Graveslab, Aghanagh, Co. Sligo
Co. Sligo |
Tombs & Memorials
Among the ruins of the late medieval parish church of Aghanagh in County Sligo, a seventeenth-century graveslab has been put to a secondary purpose that is easy to miss entirely.
Rather than lying flat as a memorial marker, the carved stone has been set upright and used as a blocking slab, sealing the entrance to a burial vault built against the eastern end of the church's southern wall. The slab still bears the coat of arms of the Hughes family, and though the inscription is worn and difficult to decipher, enough survives to make it quietly remarkable.

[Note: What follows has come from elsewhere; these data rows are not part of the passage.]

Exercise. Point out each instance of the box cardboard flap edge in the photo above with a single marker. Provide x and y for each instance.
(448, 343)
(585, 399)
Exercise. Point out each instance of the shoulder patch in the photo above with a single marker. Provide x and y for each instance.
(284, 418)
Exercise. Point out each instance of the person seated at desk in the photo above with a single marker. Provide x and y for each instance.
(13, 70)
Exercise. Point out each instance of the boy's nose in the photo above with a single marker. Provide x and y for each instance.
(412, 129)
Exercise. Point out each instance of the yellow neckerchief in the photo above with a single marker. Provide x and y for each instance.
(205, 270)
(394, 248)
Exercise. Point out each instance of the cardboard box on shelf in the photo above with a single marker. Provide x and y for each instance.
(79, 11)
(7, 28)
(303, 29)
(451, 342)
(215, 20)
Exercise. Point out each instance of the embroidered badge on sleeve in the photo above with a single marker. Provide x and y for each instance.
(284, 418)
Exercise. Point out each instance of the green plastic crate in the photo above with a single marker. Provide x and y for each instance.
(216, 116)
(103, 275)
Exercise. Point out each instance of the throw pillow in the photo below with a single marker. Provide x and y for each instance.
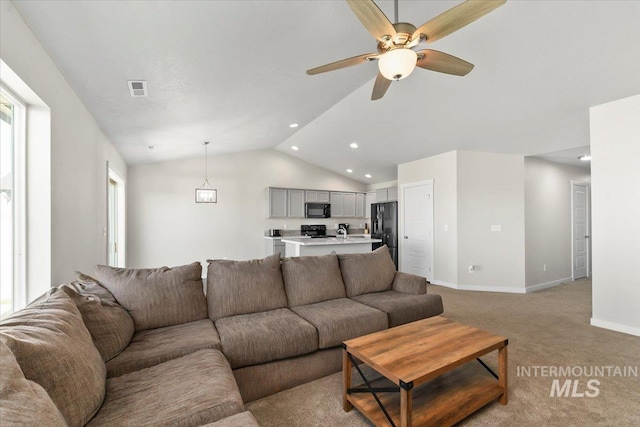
(312, 279)
(242, 287)
(54, 349)
(370, 272)
(110, 326)
(157, 297)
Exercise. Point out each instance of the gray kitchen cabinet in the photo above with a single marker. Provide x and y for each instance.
(381, 195)
(360, 205)
(370, 199)
(295, 203)
(349, 205)
(275, 246)
(392, 194)
(337, 204)
(317, 196)
(277, 201)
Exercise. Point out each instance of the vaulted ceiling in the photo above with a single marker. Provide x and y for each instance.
(233, 73)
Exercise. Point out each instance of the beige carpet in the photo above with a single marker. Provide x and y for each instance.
(548, 328)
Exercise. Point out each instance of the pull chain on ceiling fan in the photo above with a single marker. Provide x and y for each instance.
(396, 56)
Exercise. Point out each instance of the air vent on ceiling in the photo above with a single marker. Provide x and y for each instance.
(138, 88)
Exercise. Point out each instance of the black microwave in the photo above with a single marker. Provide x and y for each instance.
(317, 210)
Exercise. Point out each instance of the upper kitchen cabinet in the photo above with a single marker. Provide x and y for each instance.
(277, 202)
(295, 203)
(317, 196)
(360, 205)
(370, 198)
(337, 204)
(285, 203)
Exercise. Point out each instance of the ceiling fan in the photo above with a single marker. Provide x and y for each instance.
(396, 56)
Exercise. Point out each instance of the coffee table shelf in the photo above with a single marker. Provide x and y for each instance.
(467, 389)
(428, 373)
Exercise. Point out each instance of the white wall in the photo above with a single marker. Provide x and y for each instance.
(79, 152)
(166, 226)
(615, 150)
(491, 192)
(442, 169)
(548, 220)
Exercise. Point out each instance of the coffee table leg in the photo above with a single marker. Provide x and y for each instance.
(406, 400)
(346, 380)
(502, 373)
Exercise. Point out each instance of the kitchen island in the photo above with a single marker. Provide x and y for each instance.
(323, 246)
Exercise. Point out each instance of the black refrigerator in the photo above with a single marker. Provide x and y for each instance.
(384, 225)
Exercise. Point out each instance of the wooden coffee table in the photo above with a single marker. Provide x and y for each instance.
(426, 375)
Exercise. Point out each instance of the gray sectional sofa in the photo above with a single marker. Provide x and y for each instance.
(145, 346)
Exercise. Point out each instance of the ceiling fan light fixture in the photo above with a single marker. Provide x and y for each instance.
(397, 63)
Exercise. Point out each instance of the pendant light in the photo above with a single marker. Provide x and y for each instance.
(206, 193)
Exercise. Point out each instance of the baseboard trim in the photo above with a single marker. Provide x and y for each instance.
(541, 286)
(509, 290)
(618, 327)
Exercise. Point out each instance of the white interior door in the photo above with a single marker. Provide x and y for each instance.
(417, 237)
(580, 230)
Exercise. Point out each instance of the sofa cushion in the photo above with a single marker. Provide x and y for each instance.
(403, 308)
(110, 326)
(341, 319)
(154, 346)
(243, 287)
(243, 419)
(157, 297)
(54, 349)
(23, 402)
(249, 339)
(369, 272)
(88, 285)
(189, 391)
(311, 279)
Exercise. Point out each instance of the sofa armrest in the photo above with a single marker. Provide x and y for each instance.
(409, 283)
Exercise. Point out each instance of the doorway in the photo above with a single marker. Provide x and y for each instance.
(416, 253)
(580, 229)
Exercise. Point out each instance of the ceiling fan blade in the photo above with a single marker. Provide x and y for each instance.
(380, 87)
(456, 18)
(442, 62)
(342, 63)
(374, 20)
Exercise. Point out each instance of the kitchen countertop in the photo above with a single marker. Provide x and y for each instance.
(350, 240)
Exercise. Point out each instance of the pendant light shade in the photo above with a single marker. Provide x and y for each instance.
(206, 193)
(397, 64)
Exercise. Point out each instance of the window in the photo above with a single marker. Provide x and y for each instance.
(12, 204)
(116, 220)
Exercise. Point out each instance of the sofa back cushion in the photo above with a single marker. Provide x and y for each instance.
(55, 350)
(370, 272)
(24, 402)
(243, 287)
(157, 297)
(312, 279)
(110, 326)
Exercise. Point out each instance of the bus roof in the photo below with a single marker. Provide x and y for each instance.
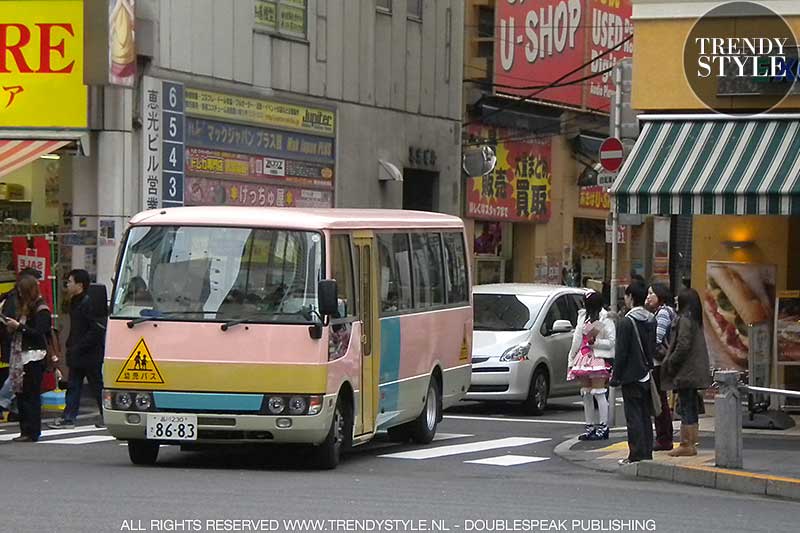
(296, 218)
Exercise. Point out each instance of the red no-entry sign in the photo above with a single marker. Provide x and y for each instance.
(611, 154)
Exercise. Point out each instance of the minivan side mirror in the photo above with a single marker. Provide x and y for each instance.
(327, 297)
(561, 326)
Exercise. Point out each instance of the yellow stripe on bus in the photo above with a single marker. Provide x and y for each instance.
(227, 377)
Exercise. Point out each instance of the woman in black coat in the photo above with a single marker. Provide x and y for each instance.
(28, 355)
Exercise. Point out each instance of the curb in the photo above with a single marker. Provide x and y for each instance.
(717, 478)
(740, 481)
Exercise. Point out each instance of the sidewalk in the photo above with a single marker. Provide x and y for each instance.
(771, 461)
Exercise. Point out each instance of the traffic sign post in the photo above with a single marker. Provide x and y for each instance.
(611, 154)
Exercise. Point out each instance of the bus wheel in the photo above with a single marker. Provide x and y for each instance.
(536, 402)
(143, 452)
(423, 429)
(329, 453)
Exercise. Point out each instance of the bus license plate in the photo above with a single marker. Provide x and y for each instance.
(171, 427)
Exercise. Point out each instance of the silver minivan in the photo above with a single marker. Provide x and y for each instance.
(520, 342)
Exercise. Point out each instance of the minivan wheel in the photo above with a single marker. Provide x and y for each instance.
(536, 402)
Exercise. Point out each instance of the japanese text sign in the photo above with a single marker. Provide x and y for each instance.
(518, 189)
(41, 55)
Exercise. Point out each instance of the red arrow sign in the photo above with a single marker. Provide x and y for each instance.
(611, 154)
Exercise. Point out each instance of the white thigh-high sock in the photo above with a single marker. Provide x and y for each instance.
(588, 406)
(602, 404)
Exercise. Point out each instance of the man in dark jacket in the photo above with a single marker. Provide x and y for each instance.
(84, 349)
(632, 364)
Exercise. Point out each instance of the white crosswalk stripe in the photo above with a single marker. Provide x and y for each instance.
(471, 447)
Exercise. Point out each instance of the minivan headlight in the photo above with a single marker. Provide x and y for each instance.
(516, 353)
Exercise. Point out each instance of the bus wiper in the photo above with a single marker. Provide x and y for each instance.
(154, 315)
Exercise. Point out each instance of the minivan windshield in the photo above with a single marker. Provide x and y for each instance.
(505, 312)
(218, 274)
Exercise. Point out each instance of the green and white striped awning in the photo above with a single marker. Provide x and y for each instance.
(713, 165)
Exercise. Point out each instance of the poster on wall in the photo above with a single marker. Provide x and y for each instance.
(518, 189)
(549, 40)
(787, 328)
(735, 296)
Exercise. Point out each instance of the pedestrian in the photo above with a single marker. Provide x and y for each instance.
(84, 350)
(589, 362)
(686, 367)
(30, 330)
(658, 299)
(633, 361)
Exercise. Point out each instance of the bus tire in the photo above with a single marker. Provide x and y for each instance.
(143, 452)
(329, 453)
(423, 429)
(536, 402)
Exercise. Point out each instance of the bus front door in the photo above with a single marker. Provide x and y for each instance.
(370, 341)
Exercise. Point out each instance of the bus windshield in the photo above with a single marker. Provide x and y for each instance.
(217, 274)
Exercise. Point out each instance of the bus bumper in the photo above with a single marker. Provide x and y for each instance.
(221, 428)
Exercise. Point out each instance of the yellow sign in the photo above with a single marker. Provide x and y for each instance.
(140, 366)
(261, 112)
(41, 64)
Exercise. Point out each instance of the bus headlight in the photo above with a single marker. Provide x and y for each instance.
(143, 401)
(297, 405)
(124, 400)
(276, 405)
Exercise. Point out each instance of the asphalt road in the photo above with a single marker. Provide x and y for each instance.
(83, 482)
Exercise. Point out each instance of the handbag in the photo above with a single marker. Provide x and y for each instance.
(655, 398)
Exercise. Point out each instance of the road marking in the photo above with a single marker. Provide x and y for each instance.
(88, 439)
(508, 460)
(51, 432)
(456, 449)
(448, 436)
(502, 419)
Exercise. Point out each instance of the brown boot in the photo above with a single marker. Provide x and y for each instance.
(686, 448)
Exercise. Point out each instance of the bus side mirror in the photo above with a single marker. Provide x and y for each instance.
(327, 297)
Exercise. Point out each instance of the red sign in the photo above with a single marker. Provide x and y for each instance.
(258, 168)
(611, 154)
(594, 197)
(518, 189)
(37, 258)
(540, 41)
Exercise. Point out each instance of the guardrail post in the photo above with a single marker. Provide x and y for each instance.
(728, 420)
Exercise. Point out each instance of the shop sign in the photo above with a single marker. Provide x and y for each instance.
(162, 143)
(220, 164)
(207, 191)
(305, 119)
(258, 141)
(287, 17)
(594, 197)
(548, 39)
(518, 189)
(41, 55)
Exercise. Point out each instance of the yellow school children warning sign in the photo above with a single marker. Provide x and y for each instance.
(140, 366)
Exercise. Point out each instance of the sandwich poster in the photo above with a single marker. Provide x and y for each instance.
(787, 328)
(736, 296)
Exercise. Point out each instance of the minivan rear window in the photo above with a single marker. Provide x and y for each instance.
(502, 312)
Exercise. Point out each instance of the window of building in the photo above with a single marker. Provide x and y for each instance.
(414, 8)
(394, 272)
(428, 278)
(455, 268)
(342, 272)
(282, 17)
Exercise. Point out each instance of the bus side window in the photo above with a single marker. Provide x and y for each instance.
(455, 268)
(342, 267)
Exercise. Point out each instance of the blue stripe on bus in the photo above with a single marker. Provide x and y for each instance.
(390, 363)
(208, 401)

The text was recorded in 1882 by the antiquarian W. G. Wood-Martin, who transcribed it as: "Here lyeth the body of Winefred Hughes wife to Captain Henry Hughes who deceased the 1st (?) day of March Anno Domini 1609. Here lyeth the body of Captain..." The sentence breaks off, the rest presumably lost to weathering or damage. Wood-Martin read the year as 1609, but closer examination suggests the date is more likely 1659, which would place Winefred Hughes's death in the mid-seventeenth century, a period of considerable upheaval in Connacht. The uncertainty around a single digit is a small thing, but it shifts the entire context of who these people were and when they lived. Captain Henry Hughes and his wife occupy a vault whose door is their own memorial stone, a practical and perhaps economical reuse of a commemorative object that says something about how the living arranged themselves around their dead in post-Reformation rural Ireland.